For starters, Elton and the band, including his veteran guitarist Davey Johnstone, veteran drummer Nigel Olsson, Atlanta keyboardist Kim Bullard and percussionist John Mahon blew through the entire first side of the Goodbye Yellow Brick Road LP and then tacked on the title track and Grey Seal for good measure. Wanna feel old? Sir Elton noted that the classic album was released 40 years ago last month. Later in the evening, John and company returned to the source material to perform All the Girls Love Alice, Saturday Night’s Alright for Fighting and, to the delight of old fans in the audience, Elton dusted off Your Sister Can’t Twist (But She Can Rock n Roll), a deep cut from the two LP set’s final side.

The singer also tossed in Holiday Inn from 1972’s Madman Across the Water album (Sir Elton wore a blue sequined jacket emblazoned with the album’s cover across its back). He told the crowd he and lyricist Bernie Taupin were inspired to write the song after two long years of touring the U.S. in the early 1970s. “We stayed in the same room and had the same bathrooms and the same bars every night,” he recalled.

For more than four decades, the pianist and singer has artistically managed to merge his childhood classical training at the Royal Academy of Music with his love of Southern soul music. In the current configuration of his band, Sir Elton fuses the elements brilliantly by adding the Croatian cello duo of Luka Sulic and Stjepan Hauser (who call themselves 2Cellos, and who, I’m fairly certain, were heavy metal rock stars in a previous life) and a dynamic backing vocalist quartet who are almost a concert within themselves: Tata Vega, one of the stars of the new music doc Twenty Feet From Stardom, Rock n Roll Hall of Fame member and Sly and the Family Stone co-founder Rose Stone, her daughter Lisa Stone and former Martha and the Vandellas member Jean Witherspoon.

This line-up sparked fresh life into John’s 1975 hit single Philadelphia Freedom, originally recorded with a string arrangement and Philly International soul aspirations. In 2013, the singer with his deepened instrument, fully realizes the song’s potential. Elton and the musicians also reinvented Guess That’s Why They Call It the Blues (originally a 1983 throwaway piece of ear candy from Sir Elton’s coke-choked MTV heyday) as a soul stirrer, complete with a gospel call and response finish between John and the backing vocalists that sonically transported audience members down the street into the former gospel tabernacle building.

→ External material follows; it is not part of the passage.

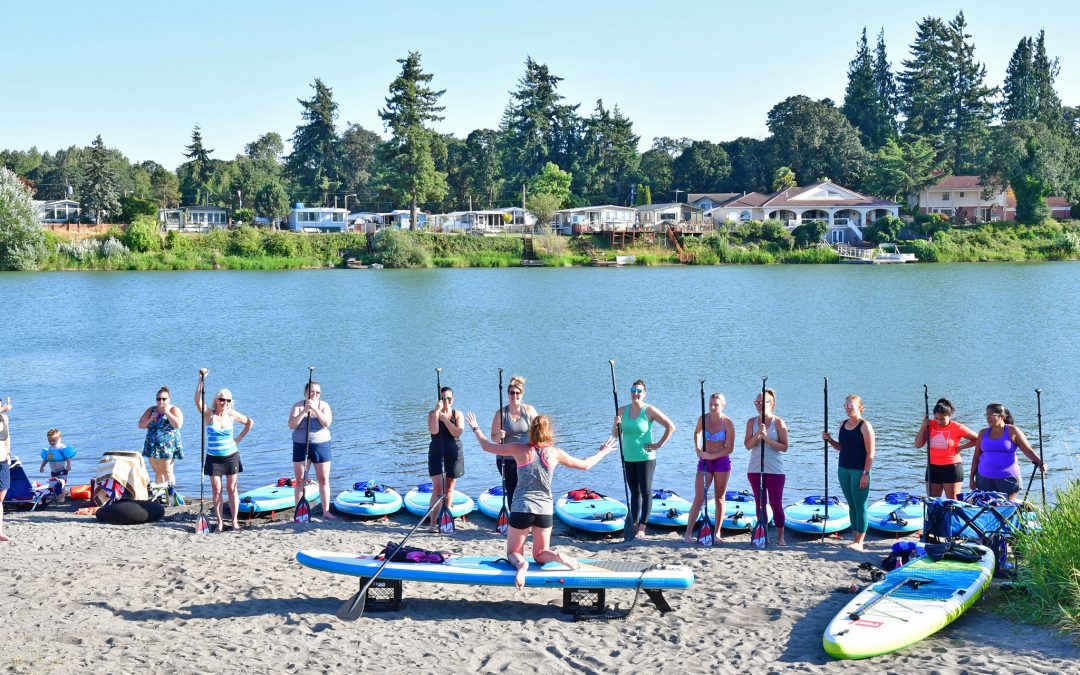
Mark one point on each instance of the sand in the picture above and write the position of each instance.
(91, 597)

Cellists Sulic and Hauser, meanwhile, impressively shredded with Johnstone (their manes of hair flying and their tattered bows flailing), as Elton pulled out Hey Ahab from his 2010 critically acclaimed album The Union with musical mentor Leon Russell.

My only complaint with the nearly three-hour show? John performed only a pair of songs from his and Taupin’s excellent new recording, The Diving BoardOceans Away, a poignant salute to World War Two veterans and the single, Home Again. “This song means a lot to me,” John explained. “I’ve been here 23 years now. I love the South and I love you guys.”

Acknowledging his Atlanta friends in the crowd, he dedicated his classic hit Don’t Let the Sun Go Down on Me to rising Atlanta-based power pop trio Kick the Robot members Jesse Scarpone, Daniel Remel and Dylan Hansen. “They’re amazing and I’m hoping to get involved in their career,” praised John. Last summer, Hansen discussed the band’s interactions with Sir Elton in Daily Agenda).

Shortly before 11 o’clock, John was standing on the piano bench and even climbing on the top of the piano as the crowd sang the chorus to Crocodile Rock back to him, before heading home again back down Peachtree.